Con la nuova legge i processi e il carcere in Cina, la polizia comunista (segreta e non) libera di agire a Hong Kong, fine dell’indipendenza della magistratura, indottrinamento patriottico sulle “meravigliose sorti e progressive” della “nuova via al socialismo” cinese, nelle scuole.

Chi verrà arrestato per questi reati verrà estradato e giudicato dai tribunali cinesi. E in Cina i reati che prevedono la pena di morte sono davvero molti: non a caso si dice che a Pechino “il boia non va mai in vacanza”.

La nuova legge infatti – detta di “Sicurezza Nazionale” – è enormemente più repressiva e liberticida di quella che si era cercato di imporre un anno fa e che – vista oggi – sembra quasi innocua. E per i reati come “secessione, sovversione contro il governo centrale cinese, terrorismo e collusione con le forze straniere” – tutte definizioni che Pechino potrà tranquillamente e indiscriminatamente applicare ai manifestanti pro democrazia che per mesi sono scesi in piazza per chiedere più libertà e meno ingerenze della Cina nella politica nazionale e contro qualsiasi forma di dissidenza o protesta civile – si rischierà il carcere a vita. In Cina.

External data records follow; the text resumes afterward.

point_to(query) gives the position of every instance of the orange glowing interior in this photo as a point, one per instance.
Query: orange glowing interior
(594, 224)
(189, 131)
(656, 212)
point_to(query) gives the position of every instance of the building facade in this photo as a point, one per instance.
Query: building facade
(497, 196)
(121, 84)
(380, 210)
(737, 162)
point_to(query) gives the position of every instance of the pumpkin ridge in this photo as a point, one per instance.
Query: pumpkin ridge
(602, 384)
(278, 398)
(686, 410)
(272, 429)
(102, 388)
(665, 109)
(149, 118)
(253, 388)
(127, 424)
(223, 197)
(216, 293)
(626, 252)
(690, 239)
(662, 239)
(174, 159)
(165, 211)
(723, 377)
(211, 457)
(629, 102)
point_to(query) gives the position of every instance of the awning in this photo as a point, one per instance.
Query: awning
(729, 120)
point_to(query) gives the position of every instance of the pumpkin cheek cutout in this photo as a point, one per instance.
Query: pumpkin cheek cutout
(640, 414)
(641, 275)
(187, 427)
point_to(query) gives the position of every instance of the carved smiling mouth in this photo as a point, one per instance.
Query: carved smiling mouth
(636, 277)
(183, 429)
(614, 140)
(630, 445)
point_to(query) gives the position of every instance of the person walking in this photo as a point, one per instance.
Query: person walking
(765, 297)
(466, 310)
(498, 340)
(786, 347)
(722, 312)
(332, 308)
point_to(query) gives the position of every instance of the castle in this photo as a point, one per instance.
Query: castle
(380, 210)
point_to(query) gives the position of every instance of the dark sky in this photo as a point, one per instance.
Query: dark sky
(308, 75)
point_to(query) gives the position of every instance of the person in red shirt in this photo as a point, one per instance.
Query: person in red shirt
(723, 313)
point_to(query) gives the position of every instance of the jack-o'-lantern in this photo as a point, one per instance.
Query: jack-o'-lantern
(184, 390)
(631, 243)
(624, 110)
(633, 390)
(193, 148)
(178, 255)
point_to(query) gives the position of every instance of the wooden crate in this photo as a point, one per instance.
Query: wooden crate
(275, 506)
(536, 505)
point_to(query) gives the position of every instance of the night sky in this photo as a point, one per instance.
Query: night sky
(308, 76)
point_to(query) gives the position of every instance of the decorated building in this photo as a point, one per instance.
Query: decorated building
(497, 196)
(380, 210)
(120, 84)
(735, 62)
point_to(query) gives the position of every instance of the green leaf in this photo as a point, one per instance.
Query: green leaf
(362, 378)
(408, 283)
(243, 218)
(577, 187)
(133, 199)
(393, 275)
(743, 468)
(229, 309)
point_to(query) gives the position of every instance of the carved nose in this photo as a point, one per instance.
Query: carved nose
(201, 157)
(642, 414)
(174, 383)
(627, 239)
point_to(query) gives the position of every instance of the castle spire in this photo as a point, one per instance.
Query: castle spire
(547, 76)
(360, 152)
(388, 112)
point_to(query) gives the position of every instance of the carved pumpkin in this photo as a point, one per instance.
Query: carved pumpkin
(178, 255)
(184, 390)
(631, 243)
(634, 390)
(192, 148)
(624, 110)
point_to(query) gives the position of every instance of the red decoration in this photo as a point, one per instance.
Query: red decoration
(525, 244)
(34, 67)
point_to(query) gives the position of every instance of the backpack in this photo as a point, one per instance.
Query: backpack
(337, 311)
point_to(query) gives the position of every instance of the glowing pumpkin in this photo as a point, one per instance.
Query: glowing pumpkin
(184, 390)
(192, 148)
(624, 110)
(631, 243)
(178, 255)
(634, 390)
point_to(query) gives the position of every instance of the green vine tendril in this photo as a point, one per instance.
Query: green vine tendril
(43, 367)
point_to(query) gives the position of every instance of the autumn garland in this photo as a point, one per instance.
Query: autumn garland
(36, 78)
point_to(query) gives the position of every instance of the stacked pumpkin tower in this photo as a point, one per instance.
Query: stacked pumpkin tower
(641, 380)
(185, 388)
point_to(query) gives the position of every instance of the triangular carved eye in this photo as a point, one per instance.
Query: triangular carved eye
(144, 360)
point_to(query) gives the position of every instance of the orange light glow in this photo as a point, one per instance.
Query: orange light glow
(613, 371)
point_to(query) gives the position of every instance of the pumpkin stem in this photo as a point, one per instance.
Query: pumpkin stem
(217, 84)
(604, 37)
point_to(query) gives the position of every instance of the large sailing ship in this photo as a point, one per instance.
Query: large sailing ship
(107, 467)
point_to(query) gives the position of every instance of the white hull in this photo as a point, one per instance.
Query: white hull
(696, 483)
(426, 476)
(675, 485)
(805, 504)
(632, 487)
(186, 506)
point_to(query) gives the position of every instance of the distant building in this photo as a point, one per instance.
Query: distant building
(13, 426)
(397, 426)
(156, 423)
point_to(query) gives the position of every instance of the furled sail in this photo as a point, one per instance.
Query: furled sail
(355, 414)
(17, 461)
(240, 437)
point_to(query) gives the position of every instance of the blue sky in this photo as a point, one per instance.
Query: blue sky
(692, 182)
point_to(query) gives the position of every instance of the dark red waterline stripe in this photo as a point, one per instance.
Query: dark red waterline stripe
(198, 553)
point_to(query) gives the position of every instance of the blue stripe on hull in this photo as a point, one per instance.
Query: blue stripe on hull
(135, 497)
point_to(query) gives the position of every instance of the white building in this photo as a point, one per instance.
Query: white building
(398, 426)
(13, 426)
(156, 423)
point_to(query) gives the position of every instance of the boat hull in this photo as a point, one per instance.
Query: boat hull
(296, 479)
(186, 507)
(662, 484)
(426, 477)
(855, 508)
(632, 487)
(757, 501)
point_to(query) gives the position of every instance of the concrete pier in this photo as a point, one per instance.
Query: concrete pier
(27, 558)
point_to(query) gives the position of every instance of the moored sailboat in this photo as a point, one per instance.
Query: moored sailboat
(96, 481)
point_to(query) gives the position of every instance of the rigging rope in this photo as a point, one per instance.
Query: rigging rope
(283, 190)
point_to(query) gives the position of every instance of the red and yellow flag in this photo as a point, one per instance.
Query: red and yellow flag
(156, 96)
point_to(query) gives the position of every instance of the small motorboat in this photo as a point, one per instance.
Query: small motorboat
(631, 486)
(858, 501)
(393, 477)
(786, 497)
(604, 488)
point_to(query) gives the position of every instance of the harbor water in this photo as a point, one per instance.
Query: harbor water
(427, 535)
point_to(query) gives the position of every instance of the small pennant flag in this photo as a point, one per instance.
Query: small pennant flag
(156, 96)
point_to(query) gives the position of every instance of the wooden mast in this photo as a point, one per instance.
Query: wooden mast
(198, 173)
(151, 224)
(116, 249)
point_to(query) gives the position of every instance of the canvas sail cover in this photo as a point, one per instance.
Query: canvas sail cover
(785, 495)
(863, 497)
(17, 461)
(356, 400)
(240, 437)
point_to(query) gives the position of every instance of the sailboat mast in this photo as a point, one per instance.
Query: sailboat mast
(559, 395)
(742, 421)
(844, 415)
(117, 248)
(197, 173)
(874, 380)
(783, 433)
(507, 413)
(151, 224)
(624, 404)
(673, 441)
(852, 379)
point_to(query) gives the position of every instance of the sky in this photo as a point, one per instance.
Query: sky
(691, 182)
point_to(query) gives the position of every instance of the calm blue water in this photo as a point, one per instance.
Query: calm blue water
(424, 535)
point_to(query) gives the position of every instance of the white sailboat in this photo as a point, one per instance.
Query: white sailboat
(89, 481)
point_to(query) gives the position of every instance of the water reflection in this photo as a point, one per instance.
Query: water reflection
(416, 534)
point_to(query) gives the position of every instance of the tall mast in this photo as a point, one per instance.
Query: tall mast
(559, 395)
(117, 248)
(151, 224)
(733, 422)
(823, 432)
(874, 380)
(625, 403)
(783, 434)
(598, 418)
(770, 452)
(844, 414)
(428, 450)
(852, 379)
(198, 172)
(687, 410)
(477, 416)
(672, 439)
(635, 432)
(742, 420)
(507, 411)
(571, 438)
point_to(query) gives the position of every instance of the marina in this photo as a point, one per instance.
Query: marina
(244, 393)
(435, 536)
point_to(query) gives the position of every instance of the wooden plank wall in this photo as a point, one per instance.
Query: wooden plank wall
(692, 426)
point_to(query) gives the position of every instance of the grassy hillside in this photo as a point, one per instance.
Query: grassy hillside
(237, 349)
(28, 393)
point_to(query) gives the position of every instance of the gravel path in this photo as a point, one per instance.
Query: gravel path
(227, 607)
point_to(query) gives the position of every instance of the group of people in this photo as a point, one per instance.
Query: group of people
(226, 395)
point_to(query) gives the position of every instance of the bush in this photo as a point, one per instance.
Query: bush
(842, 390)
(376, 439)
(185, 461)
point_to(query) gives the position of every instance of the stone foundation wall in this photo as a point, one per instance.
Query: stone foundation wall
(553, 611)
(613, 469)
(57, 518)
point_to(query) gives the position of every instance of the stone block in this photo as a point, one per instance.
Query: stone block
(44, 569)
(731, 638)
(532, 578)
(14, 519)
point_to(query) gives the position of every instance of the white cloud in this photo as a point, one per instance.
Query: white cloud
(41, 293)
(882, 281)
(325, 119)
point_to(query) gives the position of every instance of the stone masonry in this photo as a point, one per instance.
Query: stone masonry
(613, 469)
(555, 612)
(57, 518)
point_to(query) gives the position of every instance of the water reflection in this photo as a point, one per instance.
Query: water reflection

“La città si trasformerà in uno stato di polizia segreta” ha dichiarato a caldo il giovane leader delle proteste, Joshua Wong, che di fronte a questo colpo di mano ha deciso di lasciare il gruppo politico che aveva fondato, “Demosisto”, e di scioglierlo. “Hanno zittito la nostra voce” ha ammesso con amarezza, “ma io spero che la comunità internazionale continuerà a parlare per Hong Kong”.

Quella di Joshua, però, più che una speranza appare una tragica illusione, visto che sembra proprio che nessuno, nel mondo, voglia – oppure anche solo possa – rischiare di mettersi in rotta di collisione con l’ingombrante e sempre più prepotente gigante cinese.